Of shoes--and ships--and sealing-wax--
Of cabbages--and kings--
And why the sea is boiling hot--
And whether pigs have wings."

Tuesday, September 24, 2013

Shutting Down “Puppywoods”

It is getting quiet. The nights come early and are darker. The sun takes longer to wake up. The warm weather friends are going back home and the scooters are slowing down. They will soon be sleeping in their new homes on mounds of grub they stored up since spring. And thanks to a neighborhood feline the yard boss was buried yesterday.
So I’m shutting down “Puppywoods” for the winter. No more daily feedings of peanuts, sunflower seeds, and fruit. No more making sure the waterhole is full. No more of allowing the yard to grow in abundance giving a playground to the ones who should be living here anyway.
Tomorrow I will again enjoy this fall weather, but with a new mission. Giving a hair cut to a hippy yard. Allow nature to have the freedom of sun and rain and space, she knows how to grow. My neighbor has already complained about the outcrops of foliage. The city has already complain about the overgrowth, but I caught their message and avoided the clearance fee.
Now bamboo is an invasive plant. It is just really tall grass and if left alone with spread like wildfire. It has, but it is easy to trim back and it is green all year. English ivy will also spread quickly. I didn’t realize until this year when I just backed off and let it run. Again easy to trim the yard cover has been interesting to see where it would go. After the two cans are full, I’ll stop and wait for next week to continue.
Since the critters do not run anymore, I can explore sections of my yard I have left alone to nature for 10 months. Areas where I have seen critters run and play and relax in freedom and protection. It has been like walking next to a comfortable zoo everyday, except these critters are not caged. They have recognized their names and come up on the porch as I feed them.

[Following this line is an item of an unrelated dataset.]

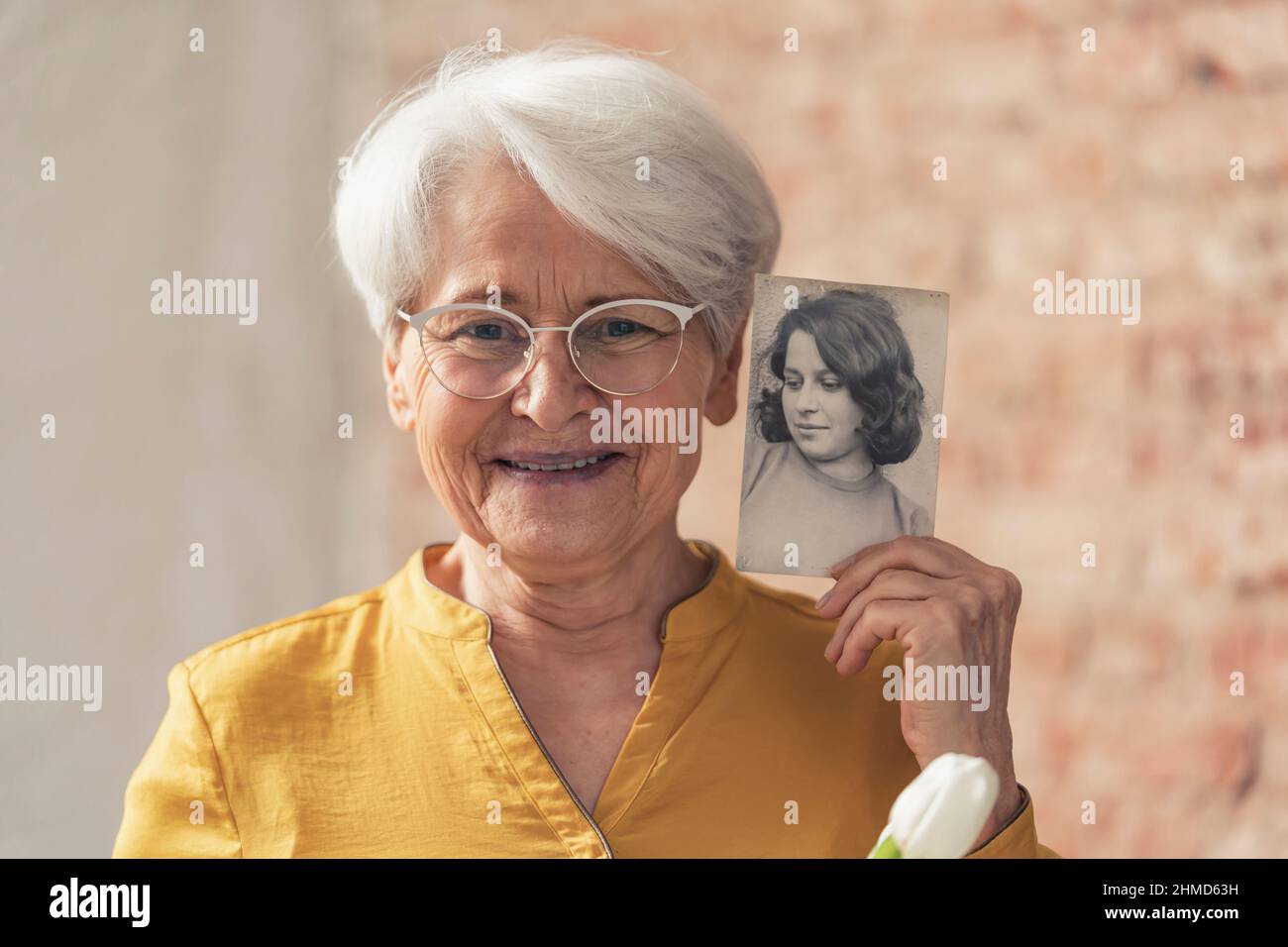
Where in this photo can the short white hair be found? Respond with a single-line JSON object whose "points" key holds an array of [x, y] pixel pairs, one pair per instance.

They realized I was the source of food and respected their space. They did not fear me.
So tomorrow, I will take my usual ride and make my human conversation at the grocery store, but when I return I will start on my chores. I have taken a year of sabbatical while the chores await my decisions to move or stay or hire someone to do what I have put off.
After the yard is tidied up, it is time to move inside to the warmth and start anew on my projects. My day-to-day schedule that has been on the wall for four years will be removed and a new schedule put up to follow.
It is time to get back to work.

Sunday, September 22, 2013

To Your Health

Today is the first of fall. Today is a sunny day glistening in yesterday’s rain. A cool breeze has the smell that summer is over. Hobbling out to stretch and get some air in my lungs instead of the mucus that comes visits every night, I hear the yard waking up and asking for their buffet to be provided.
  Walking up the alley I view the spot where I took a tumble. The rain has washed away any evidence except for my knee bandage. Unsure how the leg that has stiffened up overnight and the pinky now the size of a cigar will feel riding, but I move through the regular route and everything loosens up. The jogging eye candy also provides a distraction.
So carrying my new bandage and medicine back for an afternoon of football I reflect on a previous weekend. Then our crew of similar economic, educational, and political philosophies gathered for a celebration. After jolly conversations and libations we walked back to our temporary boarding. Perhaps the abundance of day or just age, we looked like the walking wounded.
Unfortunately, our bumps and bruises do not heel as fast as when were twenty. I don’t even coagulate like I used to. Maybe my adage of “shaking it off and rubbing some dirt in it” will have to change. Those little aches last much longer now.
We all know what to do, but will we do it? Eat right (but those nachos soaking in cheese and butter sautéed onions were sooooo gooood) and exercise (maybe that pushing buttons on the remote isn’t enough?) All those years of abuse cannot be washed away with good intensions.
I raise a glass and toast to good health to all. It is all we have left.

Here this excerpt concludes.